There is also a huge angel called Ruh or the Spirit, with the face of a man, who will stand beside the throne on the day of judgment and implore mercy for the faithful.
There are the two inquisitor angels, Munkar and Nakir, who visit the dead in their graves and enquire if they are believers.
Night and day man is protected from devils and jinn by two out of four attendant angels, who change guard at sunrise and sunset. Recorders of his good and evil deeds, they are termed Kiraman Katibin, the Noble Writers; good deeds are written down by the angel on his right, bad by the angel on his left.
Nineteen Zabaniah (or Guardian Angels), under Malik their chief, are in charge of hell.

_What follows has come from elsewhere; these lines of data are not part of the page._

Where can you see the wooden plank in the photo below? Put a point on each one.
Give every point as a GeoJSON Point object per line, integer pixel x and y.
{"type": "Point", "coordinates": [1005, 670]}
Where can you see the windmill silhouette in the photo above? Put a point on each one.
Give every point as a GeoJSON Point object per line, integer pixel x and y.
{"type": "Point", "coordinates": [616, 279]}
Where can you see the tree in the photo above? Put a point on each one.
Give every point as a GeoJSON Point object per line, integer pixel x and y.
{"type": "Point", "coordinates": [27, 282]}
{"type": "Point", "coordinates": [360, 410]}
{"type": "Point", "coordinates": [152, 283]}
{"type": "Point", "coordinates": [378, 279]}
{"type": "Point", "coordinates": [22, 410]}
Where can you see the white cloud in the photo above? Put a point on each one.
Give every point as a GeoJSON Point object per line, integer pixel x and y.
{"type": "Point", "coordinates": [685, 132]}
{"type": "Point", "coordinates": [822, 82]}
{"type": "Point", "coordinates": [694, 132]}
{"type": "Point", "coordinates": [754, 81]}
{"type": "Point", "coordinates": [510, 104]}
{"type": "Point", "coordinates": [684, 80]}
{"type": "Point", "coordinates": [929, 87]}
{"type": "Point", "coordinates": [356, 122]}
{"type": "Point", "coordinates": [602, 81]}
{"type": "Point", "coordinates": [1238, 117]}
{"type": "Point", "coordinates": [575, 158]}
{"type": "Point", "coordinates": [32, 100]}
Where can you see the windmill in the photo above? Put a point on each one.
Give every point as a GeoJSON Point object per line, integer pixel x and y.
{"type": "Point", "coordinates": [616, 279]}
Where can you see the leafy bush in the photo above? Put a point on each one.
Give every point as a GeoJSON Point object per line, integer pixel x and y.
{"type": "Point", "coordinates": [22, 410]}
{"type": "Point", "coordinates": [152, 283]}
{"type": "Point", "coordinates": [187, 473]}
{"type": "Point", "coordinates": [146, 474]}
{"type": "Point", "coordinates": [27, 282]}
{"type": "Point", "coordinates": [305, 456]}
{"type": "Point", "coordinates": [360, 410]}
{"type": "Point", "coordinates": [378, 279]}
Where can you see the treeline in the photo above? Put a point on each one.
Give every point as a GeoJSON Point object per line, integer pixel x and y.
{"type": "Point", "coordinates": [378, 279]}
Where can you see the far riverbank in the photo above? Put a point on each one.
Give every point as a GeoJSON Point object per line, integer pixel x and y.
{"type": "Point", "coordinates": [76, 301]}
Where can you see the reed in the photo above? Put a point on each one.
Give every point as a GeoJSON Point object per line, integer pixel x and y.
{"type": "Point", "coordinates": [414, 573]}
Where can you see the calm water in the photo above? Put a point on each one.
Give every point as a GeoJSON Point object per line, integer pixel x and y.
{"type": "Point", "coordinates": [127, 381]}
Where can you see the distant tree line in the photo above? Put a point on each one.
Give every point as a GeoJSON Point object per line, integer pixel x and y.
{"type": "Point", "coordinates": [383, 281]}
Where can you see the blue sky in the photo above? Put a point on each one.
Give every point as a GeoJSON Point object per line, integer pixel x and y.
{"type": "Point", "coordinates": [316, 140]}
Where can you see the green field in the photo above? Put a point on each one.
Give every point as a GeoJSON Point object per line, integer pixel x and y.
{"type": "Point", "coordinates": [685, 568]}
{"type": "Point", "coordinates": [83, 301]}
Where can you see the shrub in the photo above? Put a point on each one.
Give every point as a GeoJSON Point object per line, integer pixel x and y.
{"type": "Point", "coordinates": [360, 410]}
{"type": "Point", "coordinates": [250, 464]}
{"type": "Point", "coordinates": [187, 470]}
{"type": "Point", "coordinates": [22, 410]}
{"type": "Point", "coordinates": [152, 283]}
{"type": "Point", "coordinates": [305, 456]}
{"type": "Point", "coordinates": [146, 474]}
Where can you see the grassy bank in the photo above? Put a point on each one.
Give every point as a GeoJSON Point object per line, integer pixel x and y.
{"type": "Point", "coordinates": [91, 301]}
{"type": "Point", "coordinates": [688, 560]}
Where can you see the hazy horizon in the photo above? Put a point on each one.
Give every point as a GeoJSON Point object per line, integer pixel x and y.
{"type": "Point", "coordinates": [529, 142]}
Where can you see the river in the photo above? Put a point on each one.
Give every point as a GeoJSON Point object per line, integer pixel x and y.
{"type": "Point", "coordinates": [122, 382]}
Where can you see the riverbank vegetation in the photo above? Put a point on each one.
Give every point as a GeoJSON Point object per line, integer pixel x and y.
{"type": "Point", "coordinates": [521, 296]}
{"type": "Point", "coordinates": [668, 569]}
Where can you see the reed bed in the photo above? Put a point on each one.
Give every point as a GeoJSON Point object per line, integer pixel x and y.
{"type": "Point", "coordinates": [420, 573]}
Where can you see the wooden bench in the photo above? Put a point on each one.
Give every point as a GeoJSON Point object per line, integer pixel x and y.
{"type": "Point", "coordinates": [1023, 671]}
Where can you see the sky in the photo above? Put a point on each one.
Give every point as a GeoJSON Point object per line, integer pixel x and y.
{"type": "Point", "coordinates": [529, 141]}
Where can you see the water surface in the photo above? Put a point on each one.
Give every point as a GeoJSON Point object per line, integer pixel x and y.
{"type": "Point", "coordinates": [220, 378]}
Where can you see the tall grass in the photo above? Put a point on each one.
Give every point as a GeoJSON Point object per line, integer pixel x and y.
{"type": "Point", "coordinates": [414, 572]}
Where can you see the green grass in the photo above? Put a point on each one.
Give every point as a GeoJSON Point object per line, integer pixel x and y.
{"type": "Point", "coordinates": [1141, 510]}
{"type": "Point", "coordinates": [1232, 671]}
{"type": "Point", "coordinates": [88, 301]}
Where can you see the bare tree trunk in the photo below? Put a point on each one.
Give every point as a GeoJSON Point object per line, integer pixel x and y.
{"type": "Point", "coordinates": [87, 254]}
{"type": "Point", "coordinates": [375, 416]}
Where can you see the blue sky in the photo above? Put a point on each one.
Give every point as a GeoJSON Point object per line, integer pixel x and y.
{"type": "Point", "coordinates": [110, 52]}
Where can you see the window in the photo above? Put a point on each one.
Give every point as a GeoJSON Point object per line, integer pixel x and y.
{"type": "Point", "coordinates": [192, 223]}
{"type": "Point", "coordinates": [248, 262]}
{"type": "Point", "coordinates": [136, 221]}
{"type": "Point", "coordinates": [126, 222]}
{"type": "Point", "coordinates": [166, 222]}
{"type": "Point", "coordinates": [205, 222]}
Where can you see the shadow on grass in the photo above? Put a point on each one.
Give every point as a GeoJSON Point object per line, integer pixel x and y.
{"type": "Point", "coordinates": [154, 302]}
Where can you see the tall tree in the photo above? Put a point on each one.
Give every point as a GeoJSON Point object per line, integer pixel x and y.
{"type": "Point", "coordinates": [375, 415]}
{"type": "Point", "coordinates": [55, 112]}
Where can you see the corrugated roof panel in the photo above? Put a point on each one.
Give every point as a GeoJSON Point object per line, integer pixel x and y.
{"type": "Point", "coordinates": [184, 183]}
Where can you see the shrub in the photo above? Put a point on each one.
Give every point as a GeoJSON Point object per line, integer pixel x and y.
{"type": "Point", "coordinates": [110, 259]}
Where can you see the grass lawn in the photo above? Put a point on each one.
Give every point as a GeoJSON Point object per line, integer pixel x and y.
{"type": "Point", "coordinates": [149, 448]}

Finally, Iblis, the fallen rebel angel who refused to prostrate himself before Adam, is commander of an army of supreme interest to the magician, the host of infidel genies or jinn.
JINN
Jinn or genies sprang from three mangrove-leaves, the green jinn from a leaf that soared into the green sky, the black from a leaf that fell at the gate of the forest, the white from a leaf that fell into the sea. According to another incantation they were created from the earth of the mountain Mahameru, the Malay Olympus with the Hindu name. So Malays believe, unless it is to be supposed that in such charms the magicians were merely inventing fictitious origins for spirits they wished to control. According to some incantations the genies of the earth were born of afterbirth, according to others of the morning star. One magician's account says that jinn are sprung from the coconut monkey! Another declares that they were created from Sakti-muna, a great serpent: the king of the jinn from his life's breath, the white jinn from the whites of his eyes, the black, blue, green and yellow jinn from their irises, the genie that lives in the lightning from his voice. Muslims hold that Jan was the father of all. the jinn, and Jan in the Quran also signifies a serpent. There is another legend with a Muslim colouring. When Cain and Abel were still in the womb they bit their thumbs till the blood came, and along with them were born jinn, black from the blood that spurted cloud-high, white from the blood that fell to the ground. So run the discrepant accounts of the Malay magician, who accepts also the Quran's version that jinn were created from smokeless fire.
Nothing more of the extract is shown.